I had more trouble installing a DD-WRT firmware onto an ASUS RT-N66R (a model name that looks to me like sublimated racism). I'd tried this once in the past and thought I'd bricked it, so I'd immediately sent it back for a refund. This time I was careful to do my research and follow all the necessary procedure. In the course of all this, I learned about a program called the Asus Firmware Restoration, which seems to be an essential part of any DD-WRT firmware flashing. This is partly because more recent copies of official Asus firmware prevent the installation of open-source firmwares, but it's a limitation Asus Firmware Restoration ignores. Had I known about Asus Firmware Restoration, I probably could've unbricked my last ASUS RT-N66R.
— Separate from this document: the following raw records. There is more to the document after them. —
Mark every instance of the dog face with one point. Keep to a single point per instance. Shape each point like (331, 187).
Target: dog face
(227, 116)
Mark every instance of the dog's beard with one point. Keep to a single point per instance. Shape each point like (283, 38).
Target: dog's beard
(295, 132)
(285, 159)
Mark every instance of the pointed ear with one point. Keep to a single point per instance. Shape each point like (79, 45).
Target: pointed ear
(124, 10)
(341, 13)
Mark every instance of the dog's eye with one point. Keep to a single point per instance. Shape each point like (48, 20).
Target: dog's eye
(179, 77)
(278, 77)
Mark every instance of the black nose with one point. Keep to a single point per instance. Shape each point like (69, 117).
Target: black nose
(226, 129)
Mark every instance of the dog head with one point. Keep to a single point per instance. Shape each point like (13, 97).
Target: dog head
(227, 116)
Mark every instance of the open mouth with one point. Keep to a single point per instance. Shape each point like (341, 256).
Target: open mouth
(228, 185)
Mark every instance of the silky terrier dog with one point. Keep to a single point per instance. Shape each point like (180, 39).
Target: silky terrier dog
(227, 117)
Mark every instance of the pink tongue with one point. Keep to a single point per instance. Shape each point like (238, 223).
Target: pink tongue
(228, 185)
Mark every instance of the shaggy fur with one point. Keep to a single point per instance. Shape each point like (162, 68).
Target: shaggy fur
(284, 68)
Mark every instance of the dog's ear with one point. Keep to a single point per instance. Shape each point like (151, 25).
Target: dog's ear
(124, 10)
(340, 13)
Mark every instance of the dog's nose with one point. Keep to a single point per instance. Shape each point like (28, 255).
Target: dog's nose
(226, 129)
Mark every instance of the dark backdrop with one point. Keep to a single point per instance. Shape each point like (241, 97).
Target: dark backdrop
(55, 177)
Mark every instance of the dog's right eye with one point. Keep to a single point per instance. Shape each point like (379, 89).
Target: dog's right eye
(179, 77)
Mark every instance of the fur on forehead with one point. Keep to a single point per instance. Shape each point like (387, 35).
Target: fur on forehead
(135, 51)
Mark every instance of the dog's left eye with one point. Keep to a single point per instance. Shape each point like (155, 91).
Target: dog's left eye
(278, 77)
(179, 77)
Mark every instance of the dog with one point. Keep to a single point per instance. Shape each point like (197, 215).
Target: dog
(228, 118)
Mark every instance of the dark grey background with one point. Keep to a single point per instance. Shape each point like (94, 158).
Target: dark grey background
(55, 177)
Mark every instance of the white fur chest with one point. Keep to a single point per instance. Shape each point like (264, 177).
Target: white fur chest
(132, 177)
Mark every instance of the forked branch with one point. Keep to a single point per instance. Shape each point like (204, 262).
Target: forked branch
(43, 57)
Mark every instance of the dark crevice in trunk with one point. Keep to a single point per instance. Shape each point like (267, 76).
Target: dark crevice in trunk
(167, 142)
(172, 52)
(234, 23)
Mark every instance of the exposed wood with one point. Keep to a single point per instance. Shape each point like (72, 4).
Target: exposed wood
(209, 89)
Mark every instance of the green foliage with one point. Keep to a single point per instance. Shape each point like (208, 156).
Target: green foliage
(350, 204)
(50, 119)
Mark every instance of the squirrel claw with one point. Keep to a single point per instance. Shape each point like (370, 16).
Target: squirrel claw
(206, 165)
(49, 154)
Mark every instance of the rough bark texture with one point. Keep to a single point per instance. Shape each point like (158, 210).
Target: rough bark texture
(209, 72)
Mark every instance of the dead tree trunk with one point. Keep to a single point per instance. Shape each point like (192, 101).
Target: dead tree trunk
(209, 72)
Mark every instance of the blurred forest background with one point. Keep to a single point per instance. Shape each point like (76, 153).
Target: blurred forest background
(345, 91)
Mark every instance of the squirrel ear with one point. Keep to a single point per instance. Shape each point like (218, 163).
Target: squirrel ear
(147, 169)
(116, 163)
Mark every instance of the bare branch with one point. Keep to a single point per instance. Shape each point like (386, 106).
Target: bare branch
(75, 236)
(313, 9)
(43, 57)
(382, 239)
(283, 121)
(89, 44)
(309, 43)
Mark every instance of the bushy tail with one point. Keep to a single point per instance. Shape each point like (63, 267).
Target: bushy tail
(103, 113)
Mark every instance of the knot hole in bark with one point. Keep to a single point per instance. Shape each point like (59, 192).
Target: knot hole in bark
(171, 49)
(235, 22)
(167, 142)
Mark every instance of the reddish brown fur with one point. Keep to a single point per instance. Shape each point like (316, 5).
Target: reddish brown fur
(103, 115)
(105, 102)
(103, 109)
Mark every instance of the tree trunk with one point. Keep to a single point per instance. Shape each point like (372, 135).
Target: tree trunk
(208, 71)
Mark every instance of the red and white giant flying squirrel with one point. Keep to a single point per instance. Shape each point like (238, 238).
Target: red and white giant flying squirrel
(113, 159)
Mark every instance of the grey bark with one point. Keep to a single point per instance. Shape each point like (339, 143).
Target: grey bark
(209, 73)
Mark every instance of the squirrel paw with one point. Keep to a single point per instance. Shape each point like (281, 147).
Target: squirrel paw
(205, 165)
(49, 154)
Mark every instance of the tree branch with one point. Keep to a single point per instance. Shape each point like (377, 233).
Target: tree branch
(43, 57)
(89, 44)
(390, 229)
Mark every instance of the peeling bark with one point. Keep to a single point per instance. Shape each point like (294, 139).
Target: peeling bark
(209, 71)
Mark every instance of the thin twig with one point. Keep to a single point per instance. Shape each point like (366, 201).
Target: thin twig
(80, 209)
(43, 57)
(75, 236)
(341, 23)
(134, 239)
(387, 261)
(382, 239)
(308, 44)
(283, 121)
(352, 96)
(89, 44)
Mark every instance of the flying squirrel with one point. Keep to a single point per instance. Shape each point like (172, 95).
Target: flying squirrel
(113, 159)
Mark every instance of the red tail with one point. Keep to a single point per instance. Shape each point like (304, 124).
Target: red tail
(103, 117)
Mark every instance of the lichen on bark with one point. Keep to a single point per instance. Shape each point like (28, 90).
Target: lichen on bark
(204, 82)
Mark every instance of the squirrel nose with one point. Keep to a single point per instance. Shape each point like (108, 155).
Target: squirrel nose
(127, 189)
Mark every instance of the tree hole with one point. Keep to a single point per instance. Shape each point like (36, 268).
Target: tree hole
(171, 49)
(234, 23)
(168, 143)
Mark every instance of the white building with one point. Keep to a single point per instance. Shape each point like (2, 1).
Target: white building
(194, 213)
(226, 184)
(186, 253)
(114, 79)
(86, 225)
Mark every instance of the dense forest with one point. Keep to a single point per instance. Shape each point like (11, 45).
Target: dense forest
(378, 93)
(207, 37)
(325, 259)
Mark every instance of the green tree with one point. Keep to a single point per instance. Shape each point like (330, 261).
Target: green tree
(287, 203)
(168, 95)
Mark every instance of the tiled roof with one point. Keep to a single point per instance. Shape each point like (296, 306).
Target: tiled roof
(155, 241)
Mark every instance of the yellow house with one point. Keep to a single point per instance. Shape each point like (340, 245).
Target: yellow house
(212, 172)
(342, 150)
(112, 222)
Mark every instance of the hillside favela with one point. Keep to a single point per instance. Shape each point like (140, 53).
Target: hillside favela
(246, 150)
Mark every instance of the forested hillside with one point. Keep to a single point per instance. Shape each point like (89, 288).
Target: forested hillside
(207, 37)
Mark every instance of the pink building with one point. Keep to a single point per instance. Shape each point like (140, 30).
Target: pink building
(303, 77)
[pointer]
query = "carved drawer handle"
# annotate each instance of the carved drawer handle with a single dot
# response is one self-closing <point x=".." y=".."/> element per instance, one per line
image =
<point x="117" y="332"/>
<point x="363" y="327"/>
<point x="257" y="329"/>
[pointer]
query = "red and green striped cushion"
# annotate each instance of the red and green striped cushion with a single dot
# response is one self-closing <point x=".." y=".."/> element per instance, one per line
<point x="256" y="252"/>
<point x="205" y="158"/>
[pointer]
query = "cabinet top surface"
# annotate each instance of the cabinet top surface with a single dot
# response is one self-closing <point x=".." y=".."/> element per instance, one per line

My third and final DD-WRT installation was onto that Linksys WRT54GS I'd gotten for almost nothing at the Tibetan Center. These squat blue boxes were the first routers for which open source firmwares became available, so it was no surprise when the installation gave me no difficulties whatsoever. There's been so much hacker focus on Linksys routers that people have found ways to add serial ports, SD cards, and even USB ports to them. This means they have most of the functionality necessary for project that might otherwise be suited to a headless Raspberry Pi. (Happy Pi Day!) I now have seven routers with DD-WRT installed on them, though only one ("Katydid") is in service, mostly as a Network Attached Storage server. It could be the basis for quite the solar-powered mesh network.